# Spellcheck has stopped working on this site



## GMJ

I'm not sure if it is site specific in that I have somehow unticked a box on here or somesuch or if it's my laptop...although the spell check still works on other laptop functions I use like my email.

Can anyone advise on how to get it back on here please as I rely on it...especially at 6am in the morning when I'm bleary eyed!

Ta


----------



## erneboy

It underlines my errors in red but I don't get options for corrections.


----------



## GMJ

Thts what used to happen on mine Al...but it has stopped 

I think if I then right clicked on the word it gave options.


----------



## raynipper

Mine gets underlined in Blue now. 

Ray.


----------



## Webby1

I've never noticed it before...................but then again my school report from 1962 says I was perticularly good at spellin and mafematics.....................but "Peter is such a chatterbox" she added as a sting in the tale.
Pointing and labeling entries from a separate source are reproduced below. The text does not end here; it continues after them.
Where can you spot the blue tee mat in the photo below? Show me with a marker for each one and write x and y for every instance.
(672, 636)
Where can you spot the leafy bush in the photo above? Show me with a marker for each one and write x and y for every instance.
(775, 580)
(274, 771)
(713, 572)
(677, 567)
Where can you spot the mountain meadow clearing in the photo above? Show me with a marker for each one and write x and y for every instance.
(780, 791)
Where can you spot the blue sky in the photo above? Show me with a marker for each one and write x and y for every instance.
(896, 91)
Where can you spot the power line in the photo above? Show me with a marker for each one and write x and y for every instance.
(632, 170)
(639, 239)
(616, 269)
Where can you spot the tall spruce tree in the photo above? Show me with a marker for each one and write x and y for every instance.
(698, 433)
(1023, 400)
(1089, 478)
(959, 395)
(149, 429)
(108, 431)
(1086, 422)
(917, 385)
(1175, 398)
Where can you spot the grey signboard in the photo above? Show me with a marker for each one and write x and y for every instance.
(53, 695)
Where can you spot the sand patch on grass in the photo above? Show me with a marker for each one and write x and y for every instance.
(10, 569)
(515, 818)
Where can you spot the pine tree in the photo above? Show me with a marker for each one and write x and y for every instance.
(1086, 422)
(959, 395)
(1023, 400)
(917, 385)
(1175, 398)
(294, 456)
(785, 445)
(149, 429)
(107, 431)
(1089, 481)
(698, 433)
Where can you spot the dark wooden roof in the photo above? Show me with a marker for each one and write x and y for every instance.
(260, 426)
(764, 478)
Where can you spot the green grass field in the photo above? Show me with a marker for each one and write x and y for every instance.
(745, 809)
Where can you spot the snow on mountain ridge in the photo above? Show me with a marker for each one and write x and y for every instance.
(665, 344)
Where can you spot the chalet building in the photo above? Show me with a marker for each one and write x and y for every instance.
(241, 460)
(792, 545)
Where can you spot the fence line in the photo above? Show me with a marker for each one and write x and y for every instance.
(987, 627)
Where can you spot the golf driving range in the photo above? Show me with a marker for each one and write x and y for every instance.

Edit...No underlining showing here...........have I been a good boy Miss or is there a glitch in the Matrix ??


----------



## GMJ

Could someone please report my OP for me?


----------



## erneboy

Done.


----------



## GMJ

Thanks Al


----------



## Drew

No problem with the spell checker this morning on here.


----------



## barryd

Still working for me. Underlining in red any errors, right click and the spell checker comes up. Worth trying a different browser?

If your using Chrome make sure its enabled, open a new tab and in the search box in the middle do this. Right click and follow these options.


----------



## raynipper

My spellchecker al ways wants to put daft punctuation in all the time. Not necessarily on the forum but e-mails in general. Bloody American speak and Microsoft.

Ray.


----------



## GMJ

Right I've done as Barry suggested and it appears to work!










Thanks Barry much appreciated but I'm still at a loss to understand why it stopped working as I didn't adjust anything.

Perhaps 'coz it can?....


----------



## greygit

When your a dyslexic everything gets f**king under lined!


----------